Katherine glanced back and nodded before taking an irresistible final look at the boys.
John was standing in the shallow water, near where the lake dropped over a weir into a cascade, taunting her brother.
The lake rose to the indent of muscle at his hip.
Katherine’s breath was trapped in her lungs for a moment.
He had lost the coltish look he had a few years ago when she first met him. He was physically magnificent now, over six feet tall, sinuous and muscular. She longed to touch him, and her heart beat raced like the thudding hooves of a galloping horse as warmth flooded her veins.
‘Kate!’ Eleanor called again.
John’s head turned and his intense, ice-blue eyes spun in the direction of the trees where she was hiding.
There was an aura about John, an attraction which drew everyone in.
His looks were striking and he had a presence which captured people’s attention when he was in a room.
He was born to lead people, or perhaps bred to do so.

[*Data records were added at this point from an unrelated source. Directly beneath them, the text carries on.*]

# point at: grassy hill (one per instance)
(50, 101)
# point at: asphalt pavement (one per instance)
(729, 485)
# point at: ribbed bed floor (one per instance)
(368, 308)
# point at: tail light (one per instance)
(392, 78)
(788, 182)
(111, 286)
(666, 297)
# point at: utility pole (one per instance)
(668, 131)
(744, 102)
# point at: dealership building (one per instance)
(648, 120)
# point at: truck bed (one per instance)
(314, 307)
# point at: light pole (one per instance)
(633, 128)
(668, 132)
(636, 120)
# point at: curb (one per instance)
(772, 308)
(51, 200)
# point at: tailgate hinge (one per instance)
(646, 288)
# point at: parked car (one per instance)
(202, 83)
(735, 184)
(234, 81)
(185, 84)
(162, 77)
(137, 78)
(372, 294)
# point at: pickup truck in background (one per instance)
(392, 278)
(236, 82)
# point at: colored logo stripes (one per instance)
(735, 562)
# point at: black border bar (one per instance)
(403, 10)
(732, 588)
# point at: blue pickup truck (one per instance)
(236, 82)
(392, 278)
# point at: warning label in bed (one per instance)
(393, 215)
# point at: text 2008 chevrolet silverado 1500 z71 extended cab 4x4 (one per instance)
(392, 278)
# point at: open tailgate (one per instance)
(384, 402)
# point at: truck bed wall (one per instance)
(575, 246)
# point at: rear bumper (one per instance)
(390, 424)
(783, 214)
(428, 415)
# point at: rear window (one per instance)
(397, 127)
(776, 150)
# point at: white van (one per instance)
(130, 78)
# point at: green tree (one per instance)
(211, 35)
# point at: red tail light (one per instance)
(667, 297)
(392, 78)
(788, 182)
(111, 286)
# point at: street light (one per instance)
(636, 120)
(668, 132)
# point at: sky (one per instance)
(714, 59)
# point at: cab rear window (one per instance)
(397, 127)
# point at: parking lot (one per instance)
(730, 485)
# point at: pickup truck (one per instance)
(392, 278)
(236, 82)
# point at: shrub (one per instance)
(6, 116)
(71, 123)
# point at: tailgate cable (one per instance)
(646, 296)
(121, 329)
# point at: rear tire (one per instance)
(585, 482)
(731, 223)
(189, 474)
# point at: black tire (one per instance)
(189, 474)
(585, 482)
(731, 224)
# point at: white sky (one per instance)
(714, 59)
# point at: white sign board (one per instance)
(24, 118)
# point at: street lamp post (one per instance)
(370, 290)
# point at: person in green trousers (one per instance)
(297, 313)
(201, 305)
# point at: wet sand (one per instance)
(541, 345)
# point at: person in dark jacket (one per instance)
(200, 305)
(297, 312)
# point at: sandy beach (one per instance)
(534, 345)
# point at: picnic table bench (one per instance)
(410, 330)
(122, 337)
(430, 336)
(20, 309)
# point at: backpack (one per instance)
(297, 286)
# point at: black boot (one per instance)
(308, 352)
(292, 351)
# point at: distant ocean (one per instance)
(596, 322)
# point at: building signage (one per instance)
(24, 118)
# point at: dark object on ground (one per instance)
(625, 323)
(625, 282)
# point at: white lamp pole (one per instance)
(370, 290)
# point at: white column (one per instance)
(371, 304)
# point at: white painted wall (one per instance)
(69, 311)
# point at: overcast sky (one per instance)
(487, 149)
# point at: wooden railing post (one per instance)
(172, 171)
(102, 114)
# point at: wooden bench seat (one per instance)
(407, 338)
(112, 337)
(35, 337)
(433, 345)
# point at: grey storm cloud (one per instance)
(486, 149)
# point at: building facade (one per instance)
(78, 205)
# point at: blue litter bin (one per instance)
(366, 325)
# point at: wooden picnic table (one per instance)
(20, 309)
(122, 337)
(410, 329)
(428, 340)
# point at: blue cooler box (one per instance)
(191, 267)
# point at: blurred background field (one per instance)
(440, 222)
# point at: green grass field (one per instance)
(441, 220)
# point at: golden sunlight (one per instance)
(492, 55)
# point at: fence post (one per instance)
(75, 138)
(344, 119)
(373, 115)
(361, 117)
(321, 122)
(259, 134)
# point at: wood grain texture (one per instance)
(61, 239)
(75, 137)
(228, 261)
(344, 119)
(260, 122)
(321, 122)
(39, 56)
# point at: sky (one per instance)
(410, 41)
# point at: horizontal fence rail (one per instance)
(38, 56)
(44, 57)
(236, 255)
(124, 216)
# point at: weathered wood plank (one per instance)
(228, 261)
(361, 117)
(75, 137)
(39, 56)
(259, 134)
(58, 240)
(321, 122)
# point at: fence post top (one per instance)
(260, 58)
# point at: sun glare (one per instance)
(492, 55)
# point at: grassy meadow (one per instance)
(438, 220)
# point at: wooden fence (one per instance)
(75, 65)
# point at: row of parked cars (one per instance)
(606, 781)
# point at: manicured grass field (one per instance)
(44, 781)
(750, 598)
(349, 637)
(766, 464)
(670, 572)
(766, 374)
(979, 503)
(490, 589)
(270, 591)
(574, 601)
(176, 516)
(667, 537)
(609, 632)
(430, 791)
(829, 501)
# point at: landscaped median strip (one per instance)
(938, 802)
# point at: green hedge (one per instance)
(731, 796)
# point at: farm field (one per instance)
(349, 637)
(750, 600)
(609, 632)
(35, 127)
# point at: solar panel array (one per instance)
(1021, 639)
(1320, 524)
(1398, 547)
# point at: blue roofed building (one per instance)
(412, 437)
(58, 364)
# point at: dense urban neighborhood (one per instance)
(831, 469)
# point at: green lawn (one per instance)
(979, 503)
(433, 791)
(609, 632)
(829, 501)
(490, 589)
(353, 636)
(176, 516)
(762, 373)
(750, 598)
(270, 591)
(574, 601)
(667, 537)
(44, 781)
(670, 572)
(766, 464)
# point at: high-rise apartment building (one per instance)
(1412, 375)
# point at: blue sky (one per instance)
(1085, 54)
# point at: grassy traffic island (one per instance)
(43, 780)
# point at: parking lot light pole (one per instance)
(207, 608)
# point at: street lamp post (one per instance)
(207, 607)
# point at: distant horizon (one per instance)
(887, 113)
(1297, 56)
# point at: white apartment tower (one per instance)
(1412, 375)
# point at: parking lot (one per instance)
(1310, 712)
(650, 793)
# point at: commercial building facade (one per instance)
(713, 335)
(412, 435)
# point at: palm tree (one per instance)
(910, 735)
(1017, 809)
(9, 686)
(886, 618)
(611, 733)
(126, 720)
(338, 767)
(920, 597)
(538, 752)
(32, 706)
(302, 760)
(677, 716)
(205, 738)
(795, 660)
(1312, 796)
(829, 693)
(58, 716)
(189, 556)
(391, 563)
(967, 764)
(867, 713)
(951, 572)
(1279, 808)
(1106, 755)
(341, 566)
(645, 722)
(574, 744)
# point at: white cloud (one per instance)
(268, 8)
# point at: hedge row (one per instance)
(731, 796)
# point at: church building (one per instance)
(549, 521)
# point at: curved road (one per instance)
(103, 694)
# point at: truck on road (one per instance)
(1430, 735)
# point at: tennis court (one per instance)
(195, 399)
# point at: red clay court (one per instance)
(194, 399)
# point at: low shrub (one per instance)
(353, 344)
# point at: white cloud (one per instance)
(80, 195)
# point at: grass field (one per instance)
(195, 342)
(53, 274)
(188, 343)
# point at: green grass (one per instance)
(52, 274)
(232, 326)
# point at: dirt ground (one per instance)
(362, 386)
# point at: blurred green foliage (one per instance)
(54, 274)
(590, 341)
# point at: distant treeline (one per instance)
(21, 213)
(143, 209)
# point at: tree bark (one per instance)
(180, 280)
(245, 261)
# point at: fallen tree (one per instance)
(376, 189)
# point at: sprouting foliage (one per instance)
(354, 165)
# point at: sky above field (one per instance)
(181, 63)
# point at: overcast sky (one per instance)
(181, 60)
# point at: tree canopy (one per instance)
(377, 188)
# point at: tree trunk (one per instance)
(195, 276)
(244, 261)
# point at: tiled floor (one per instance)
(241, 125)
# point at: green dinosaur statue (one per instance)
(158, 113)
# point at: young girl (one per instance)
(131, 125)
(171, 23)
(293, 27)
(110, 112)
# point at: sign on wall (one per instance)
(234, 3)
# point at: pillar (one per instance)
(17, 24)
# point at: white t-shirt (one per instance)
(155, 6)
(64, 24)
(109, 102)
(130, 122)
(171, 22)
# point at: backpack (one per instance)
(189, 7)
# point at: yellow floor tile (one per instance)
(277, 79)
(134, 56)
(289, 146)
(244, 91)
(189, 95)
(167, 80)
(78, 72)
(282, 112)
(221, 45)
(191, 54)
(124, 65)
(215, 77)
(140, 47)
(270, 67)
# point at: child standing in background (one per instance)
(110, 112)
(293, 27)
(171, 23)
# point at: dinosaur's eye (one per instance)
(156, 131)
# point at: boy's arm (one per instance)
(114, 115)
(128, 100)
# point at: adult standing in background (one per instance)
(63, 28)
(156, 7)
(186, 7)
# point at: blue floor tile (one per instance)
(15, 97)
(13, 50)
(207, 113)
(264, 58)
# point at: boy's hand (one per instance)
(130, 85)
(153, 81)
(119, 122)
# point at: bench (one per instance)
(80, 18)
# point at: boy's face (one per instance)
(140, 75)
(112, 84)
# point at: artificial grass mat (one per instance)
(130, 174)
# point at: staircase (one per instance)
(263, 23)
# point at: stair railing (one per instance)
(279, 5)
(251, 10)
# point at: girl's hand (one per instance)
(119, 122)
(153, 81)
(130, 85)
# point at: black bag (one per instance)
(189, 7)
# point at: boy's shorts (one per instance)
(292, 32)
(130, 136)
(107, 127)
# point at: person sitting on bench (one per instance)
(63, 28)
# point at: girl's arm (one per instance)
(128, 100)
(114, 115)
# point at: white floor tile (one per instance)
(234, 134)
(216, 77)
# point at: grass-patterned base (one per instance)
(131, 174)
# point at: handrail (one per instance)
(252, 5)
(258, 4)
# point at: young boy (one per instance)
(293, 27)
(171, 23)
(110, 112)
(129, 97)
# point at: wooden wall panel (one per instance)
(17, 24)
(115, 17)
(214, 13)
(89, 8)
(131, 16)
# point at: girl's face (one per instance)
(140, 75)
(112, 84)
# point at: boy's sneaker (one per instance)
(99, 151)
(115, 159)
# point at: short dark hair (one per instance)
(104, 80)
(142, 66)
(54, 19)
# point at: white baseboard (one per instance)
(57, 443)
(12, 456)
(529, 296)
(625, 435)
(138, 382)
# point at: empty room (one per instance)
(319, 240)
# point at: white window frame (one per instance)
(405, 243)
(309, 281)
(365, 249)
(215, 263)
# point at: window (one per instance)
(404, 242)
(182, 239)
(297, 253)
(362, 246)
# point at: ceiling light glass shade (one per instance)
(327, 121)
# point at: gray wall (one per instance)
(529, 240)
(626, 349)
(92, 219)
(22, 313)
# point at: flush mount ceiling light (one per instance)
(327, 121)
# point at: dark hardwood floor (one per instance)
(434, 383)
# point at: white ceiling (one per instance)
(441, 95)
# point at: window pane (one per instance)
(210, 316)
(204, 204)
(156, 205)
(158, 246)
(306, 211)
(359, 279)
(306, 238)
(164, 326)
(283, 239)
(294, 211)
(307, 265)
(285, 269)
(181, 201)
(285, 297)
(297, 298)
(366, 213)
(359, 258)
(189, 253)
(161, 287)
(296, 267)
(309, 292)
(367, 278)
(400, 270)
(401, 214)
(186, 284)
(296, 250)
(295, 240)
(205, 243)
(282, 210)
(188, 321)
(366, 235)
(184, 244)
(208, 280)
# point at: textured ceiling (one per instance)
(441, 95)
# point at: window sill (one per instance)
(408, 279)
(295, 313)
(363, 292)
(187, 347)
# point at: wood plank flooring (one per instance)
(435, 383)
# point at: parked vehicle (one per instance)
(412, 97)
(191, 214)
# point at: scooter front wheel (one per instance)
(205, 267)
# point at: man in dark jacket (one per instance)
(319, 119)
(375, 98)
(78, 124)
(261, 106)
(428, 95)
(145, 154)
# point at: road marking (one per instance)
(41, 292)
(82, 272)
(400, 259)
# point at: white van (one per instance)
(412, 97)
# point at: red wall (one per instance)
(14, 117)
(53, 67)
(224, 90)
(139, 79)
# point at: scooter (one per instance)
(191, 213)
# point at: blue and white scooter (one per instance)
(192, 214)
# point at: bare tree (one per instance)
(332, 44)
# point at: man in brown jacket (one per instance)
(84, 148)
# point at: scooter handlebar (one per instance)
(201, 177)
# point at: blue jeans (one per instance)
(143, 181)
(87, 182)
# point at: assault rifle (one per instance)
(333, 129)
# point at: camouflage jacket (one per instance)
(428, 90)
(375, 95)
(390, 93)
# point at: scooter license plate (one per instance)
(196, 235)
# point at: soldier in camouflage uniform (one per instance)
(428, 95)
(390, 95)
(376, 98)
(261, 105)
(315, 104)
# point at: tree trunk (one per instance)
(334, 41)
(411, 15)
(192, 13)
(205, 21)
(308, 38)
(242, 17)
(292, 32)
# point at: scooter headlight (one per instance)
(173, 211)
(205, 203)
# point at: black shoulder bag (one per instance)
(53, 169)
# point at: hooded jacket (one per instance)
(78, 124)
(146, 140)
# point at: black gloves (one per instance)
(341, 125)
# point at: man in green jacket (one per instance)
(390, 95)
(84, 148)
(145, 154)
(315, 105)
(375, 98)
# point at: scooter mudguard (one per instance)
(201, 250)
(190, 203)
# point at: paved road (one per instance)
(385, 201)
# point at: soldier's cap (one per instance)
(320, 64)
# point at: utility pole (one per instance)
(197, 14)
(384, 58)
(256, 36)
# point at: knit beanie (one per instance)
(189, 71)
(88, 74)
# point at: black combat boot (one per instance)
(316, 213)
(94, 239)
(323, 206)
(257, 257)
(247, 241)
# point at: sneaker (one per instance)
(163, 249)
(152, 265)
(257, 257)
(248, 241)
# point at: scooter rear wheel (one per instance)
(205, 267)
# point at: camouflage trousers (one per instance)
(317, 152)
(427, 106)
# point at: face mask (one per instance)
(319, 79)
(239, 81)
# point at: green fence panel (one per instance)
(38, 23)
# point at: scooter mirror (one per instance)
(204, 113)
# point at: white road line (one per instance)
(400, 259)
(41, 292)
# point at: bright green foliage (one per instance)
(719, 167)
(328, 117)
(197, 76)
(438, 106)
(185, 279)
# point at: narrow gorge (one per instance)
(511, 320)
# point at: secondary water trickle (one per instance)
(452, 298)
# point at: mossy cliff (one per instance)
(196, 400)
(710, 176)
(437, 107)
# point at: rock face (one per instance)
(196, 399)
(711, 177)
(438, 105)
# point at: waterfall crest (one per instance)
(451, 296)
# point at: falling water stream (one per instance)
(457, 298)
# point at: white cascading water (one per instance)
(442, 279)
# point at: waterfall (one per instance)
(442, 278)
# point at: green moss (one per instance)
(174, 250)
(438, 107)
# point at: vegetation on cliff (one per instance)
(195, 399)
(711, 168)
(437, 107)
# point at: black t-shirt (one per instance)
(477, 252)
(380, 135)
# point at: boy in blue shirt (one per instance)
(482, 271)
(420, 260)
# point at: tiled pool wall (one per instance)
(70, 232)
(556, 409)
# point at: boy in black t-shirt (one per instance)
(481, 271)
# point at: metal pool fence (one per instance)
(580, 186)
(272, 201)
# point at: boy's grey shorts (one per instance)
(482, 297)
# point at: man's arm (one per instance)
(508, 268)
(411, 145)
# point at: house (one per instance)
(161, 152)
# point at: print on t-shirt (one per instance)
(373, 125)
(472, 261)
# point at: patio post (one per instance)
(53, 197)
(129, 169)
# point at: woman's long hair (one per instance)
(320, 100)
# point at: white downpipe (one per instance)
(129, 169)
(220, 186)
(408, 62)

His fingers lifted and swept his damp jet-black hair off his brow, but his gaze didn’t leave the trees.
He had an inherent grace too.
He was calm and silent in nature, though strong-willed. He won most arguments with her brother. But he had an instinctive awareness of others, and he was always kind to her. John acted like a brother to her. He was always considerate. He included her even when Phillip forgot to, and John never grew tired of her dogged company as Phillip sometimes did.
At what point her feelings had changed from sisterly to something else, she could not say. Perhaps she had always felt differently about John. But now it was obsession.
His eyes seemed to find hers, though surely he could not see her. She smiled. All the girls in his family were stunningly beautiful, it carried from their mothers. In John that beauty was breathtakingly masculine. She could not take her eyes off him when she was near him.
‘John!’ her brother called.
John’s gaze ripped away, his awareness disengaging from the trees and returning to the lake.
‘Kate!’
Katherine caught her breath, dragging air into her lungs and turned back.
Eleanor and the others were at the top of the slope, waiting for her.
Katherine lifted her hand to say she was coming and began to climb.
2
Egypt, December, seven years later
John let the handle of the spade rest against his midriff, set one hand on his lean waist and wiped his brow with his forearm. Then he lifted the wide-brimmed leather hat from his head and tipped his gaze to the endlessly clear, blue sky.
God, it was hot here, but it was the middle of a bloody desert.
‘The skin, please.’ He looked at one of the native men in his train. Almost instantly the waterskin was in John’s hand.
The warm water slid down his throat, relieving the dryness.
They’d found a new tomb but it was buried beneath centuries of sand.